Although spring has only made a tentative appearance in Saskatchewan, the wildlife in the province is bustling with life. 

During this time of year, many animals leave their young alone for long periods while they forage for food, or to protect them from predators.  

Ted Glass, Conservation Officer with Provincial Protective Services, a branch of the Ministry of Corrections Policing and Public Safety, said this could leave young wildlife vulnerable to children, pets, or even well-intentioned adults. 

“I want to stress that leaving the animal alone and letting nature take care of nature is the primary message,” he stated. “There's going to be occasions where you're going to see wildlife and you'll think that it's in their best interest to move them or you're thinking that they've been abandoned or lost, and in most cases, that's simply not true. In most cases, that mum has just left the animal baby there to protect it from predators while it goes to feed, and the mum will be back. And in 99 percent of the instances that is truly what's happened.” 

Glass added that there are a few signs people can look for when stumbling across young wildlife, to see if they may be in need of assistance. 
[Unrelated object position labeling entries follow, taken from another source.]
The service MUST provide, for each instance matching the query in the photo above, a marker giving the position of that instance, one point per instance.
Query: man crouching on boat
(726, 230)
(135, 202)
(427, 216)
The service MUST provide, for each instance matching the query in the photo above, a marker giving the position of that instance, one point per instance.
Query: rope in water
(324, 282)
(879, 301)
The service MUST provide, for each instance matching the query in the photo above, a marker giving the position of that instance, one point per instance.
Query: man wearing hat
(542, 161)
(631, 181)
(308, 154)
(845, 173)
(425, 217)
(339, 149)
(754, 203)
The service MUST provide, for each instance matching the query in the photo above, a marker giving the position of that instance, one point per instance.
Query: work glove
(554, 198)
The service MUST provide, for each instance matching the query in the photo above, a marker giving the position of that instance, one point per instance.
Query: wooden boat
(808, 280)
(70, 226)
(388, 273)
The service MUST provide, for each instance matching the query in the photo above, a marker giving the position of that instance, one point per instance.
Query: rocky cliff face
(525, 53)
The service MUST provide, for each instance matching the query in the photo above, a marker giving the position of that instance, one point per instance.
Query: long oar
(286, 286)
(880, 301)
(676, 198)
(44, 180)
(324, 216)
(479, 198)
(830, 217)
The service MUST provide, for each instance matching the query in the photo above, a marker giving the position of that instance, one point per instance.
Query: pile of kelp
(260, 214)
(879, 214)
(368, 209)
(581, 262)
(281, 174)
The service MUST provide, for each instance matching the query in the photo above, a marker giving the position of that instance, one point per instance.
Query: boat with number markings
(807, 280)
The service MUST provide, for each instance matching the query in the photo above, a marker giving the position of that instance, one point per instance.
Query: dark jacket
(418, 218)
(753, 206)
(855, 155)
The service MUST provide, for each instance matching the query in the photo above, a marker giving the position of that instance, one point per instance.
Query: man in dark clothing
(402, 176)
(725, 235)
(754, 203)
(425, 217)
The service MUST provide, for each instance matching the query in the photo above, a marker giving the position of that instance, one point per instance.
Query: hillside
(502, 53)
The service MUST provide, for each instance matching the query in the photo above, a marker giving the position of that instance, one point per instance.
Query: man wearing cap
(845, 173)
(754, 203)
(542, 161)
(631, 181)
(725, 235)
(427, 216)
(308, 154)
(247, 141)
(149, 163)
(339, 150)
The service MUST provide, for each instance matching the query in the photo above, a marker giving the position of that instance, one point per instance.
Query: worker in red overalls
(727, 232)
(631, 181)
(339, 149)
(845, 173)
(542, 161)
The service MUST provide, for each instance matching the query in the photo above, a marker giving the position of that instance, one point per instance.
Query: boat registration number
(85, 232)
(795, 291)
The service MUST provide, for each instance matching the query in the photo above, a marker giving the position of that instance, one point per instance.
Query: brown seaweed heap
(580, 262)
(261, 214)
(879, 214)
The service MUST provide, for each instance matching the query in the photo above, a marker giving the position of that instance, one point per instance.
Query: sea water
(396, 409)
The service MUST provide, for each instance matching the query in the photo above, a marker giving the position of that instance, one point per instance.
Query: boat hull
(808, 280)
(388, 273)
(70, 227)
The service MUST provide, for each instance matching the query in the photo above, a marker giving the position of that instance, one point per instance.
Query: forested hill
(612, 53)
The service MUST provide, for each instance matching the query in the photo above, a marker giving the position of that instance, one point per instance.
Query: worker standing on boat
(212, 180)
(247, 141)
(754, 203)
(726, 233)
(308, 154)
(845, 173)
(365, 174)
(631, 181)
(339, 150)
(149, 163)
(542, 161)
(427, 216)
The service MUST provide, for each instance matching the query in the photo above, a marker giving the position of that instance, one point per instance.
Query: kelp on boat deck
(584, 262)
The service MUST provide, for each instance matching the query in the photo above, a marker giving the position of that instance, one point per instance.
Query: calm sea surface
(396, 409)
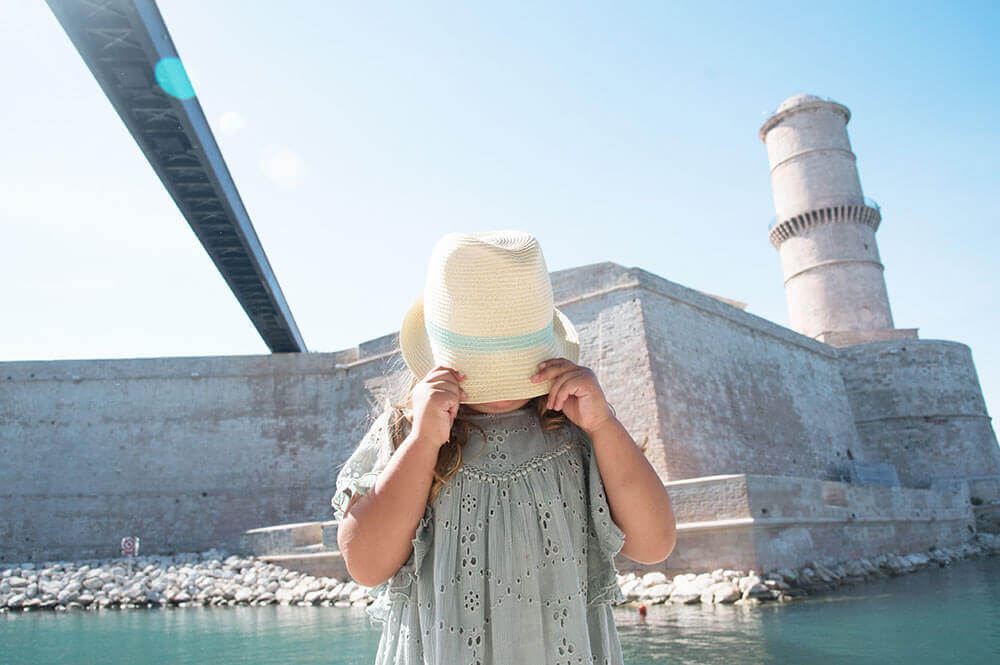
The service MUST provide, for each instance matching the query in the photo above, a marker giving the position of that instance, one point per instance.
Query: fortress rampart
(747, 422)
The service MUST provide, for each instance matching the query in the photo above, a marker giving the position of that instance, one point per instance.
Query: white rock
(654, 578)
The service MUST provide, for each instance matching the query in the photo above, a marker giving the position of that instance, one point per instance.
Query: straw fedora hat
(487, 311)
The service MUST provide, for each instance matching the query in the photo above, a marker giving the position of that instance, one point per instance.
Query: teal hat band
(453, 340)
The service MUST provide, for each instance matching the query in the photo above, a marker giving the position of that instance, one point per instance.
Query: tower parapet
(825, 227)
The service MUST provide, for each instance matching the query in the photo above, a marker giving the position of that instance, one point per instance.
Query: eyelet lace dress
(513, 562)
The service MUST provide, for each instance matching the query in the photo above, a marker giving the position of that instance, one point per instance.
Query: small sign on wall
(834, 494)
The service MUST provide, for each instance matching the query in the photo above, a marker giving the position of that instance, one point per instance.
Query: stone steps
(307, 547)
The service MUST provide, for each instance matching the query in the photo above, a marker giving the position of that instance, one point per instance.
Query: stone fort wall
(188, 453)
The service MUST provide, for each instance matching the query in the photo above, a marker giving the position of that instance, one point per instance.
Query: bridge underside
(127, 47)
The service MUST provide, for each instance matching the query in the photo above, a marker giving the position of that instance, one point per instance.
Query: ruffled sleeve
(606, 538)
(358, 476)
(363, 467)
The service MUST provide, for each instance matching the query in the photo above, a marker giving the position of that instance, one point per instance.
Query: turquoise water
(940, 615)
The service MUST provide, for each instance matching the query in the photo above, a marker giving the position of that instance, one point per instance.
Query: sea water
(936, 615)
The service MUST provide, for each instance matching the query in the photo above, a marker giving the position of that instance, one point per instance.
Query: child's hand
(576, 392)
(435, 404)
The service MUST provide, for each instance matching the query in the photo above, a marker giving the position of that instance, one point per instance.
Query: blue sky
(359, 133)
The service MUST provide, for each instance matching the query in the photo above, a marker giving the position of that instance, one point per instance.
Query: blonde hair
(450, 455)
“If you see that animal and it's been 10 hours, it's been two days you start seeing that the animal is suffering perhaps covered in insects, perhaps soaking wet, perhaps someplace where it just can't stay in the middle of a roadway on top of your squad.

Off things like that if you can give the conservation officer in your area phone call again using our one 800 number or directly to the Conservation Office.” 
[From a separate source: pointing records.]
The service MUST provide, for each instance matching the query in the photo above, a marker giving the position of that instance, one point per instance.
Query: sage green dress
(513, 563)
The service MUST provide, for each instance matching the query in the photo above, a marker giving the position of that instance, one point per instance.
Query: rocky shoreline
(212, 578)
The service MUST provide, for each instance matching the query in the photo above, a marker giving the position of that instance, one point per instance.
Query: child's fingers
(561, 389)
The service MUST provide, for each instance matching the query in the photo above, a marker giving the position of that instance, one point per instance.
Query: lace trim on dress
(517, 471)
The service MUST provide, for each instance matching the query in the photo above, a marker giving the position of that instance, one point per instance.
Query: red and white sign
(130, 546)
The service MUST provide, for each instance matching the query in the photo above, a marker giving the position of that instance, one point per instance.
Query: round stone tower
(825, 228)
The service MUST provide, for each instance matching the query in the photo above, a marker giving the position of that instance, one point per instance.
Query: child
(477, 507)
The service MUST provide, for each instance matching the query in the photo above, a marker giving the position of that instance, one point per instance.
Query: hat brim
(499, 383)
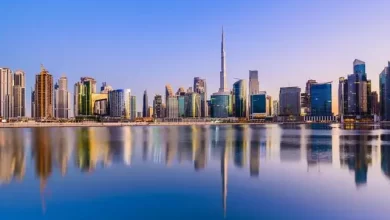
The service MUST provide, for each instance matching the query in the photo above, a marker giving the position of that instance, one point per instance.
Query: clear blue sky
(147, 44)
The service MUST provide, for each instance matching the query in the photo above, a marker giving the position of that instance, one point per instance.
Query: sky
(148, 44)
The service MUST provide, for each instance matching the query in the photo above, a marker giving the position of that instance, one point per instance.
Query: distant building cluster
(245, 101)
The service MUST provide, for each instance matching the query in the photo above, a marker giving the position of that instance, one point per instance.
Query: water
(195, 172)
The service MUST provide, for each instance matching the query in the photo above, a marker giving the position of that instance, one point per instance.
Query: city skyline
(254, 40)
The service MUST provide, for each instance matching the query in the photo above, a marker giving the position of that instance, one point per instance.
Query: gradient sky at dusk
(147, 44)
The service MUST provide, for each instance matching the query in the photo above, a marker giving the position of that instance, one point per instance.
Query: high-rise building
(343, 96)
(305, 97)
(6, 93)
(145, 105)
(61, 99)
(133, 107)
(181, 106)
(223, 78)
(157, 106)
(275, 108)
(321, 99)
(83, 96)
(192, 105)
(33, 107)
(105, 88)
(200, 87)
(221, 105)
(253, 82)
(258, 104)
(19, 94)
(119, 103)
(374, 103)
(384, 91)
(289, 101)
(269, 105)
(43, 95)
(240, 99)
(172, 107)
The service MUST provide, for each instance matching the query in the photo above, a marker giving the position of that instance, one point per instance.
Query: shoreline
(118, 124)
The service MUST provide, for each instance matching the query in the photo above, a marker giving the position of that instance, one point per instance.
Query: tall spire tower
(223, 83)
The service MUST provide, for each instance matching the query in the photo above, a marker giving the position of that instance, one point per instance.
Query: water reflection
(246, 148)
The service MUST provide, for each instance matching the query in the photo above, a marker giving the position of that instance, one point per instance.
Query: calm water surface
(195, 172)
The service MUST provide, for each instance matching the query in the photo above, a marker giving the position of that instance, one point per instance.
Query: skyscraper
(240, 99)
(133, 107)
(145, 105)
(157, 107)
(119, 103)
(61, 99)
(223, 80)
(19, 94)
(43, 95)
(253, 82)
(321, 99)
(200, 87)
(384, 91)
(6, 93)
(289, 101)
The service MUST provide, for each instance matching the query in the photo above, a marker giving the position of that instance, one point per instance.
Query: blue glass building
(321, 99)
(221, 104)
(258, 104)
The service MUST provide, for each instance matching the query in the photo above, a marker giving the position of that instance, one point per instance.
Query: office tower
(157, 106)
(145, 105)
(384, 91)
(223, 79)
(133, 107)
(221, 105)
(43, 95)
(181, 92)
(181, 106)
(275, 108)
(239, 99)
(305, 97)
(150, 112)
(359, 89)
(192, 105)
(83, 98)
(321, 99)
(375, 110)
(289, 101)
(105, 88)
(61, 98)
(19, 94)
(119, 103)
(200, 87)
(269, 105)
(253, 82)
(172, 107)
(258, 104)
(343, 96)
(33, 107)
(6, 96)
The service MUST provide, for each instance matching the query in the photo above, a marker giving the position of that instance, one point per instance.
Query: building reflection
(355, 153)
(12, 155)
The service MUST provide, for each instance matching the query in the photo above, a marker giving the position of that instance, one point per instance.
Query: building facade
(289, 101)
(61, 99)
(119, 103)
(6, 93)
(240, 99)
(321, 99)
(43, 95)
(19, 94)
(254, 87)
(221, 105)
(258, 104)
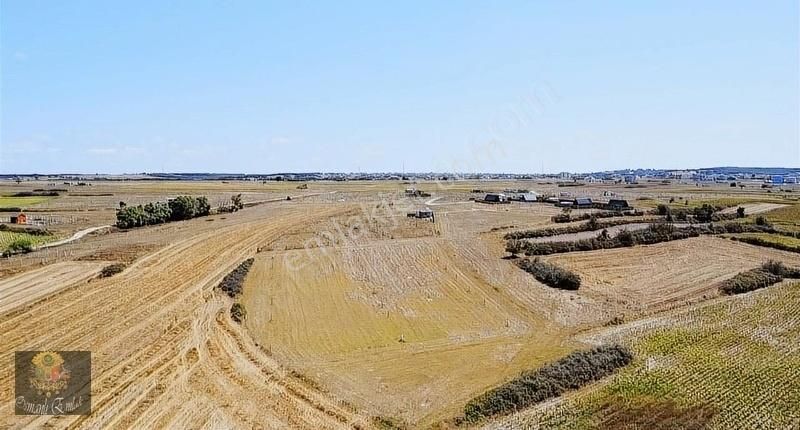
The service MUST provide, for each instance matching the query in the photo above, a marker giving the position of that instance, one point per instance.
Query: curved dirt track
(165, 353)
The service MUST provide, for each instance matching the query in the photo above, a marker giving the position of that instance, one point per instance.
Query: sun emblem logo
(48, 373)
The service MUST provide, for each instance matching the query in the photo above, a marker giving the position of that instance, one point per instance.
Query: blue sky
(257, 87)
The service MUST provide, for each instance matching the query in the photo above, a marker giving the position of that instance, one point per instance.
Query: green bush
(567, 217)
(238, 313)
(112, 270)
(20, 245)
(655, 233)
(591, 225)
(748, 281)
(766, 243)
(179, 208)
(550, 274)
(232, 282)
(780, 269)
(569, 373)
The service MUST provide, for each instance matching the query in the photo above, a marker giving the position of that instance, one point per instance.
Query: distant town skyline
(517, 87)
The animals may be carriers of disease, so bringing them into your house or around your pets is never a good idea. 

He also noted that if the animal is in a dangerous position, you can gently move them to the side of the road or somewhere safe where their mom is able to locate them.

Residents can call 1-800-567-4224 or on SaskTel mobility #5555 to be connected to a conservation officer who can assist them. 

In addition, Glass says it's their goal to take care of the people of Saskatchewan and take care of the wildlife in Saskatchewan.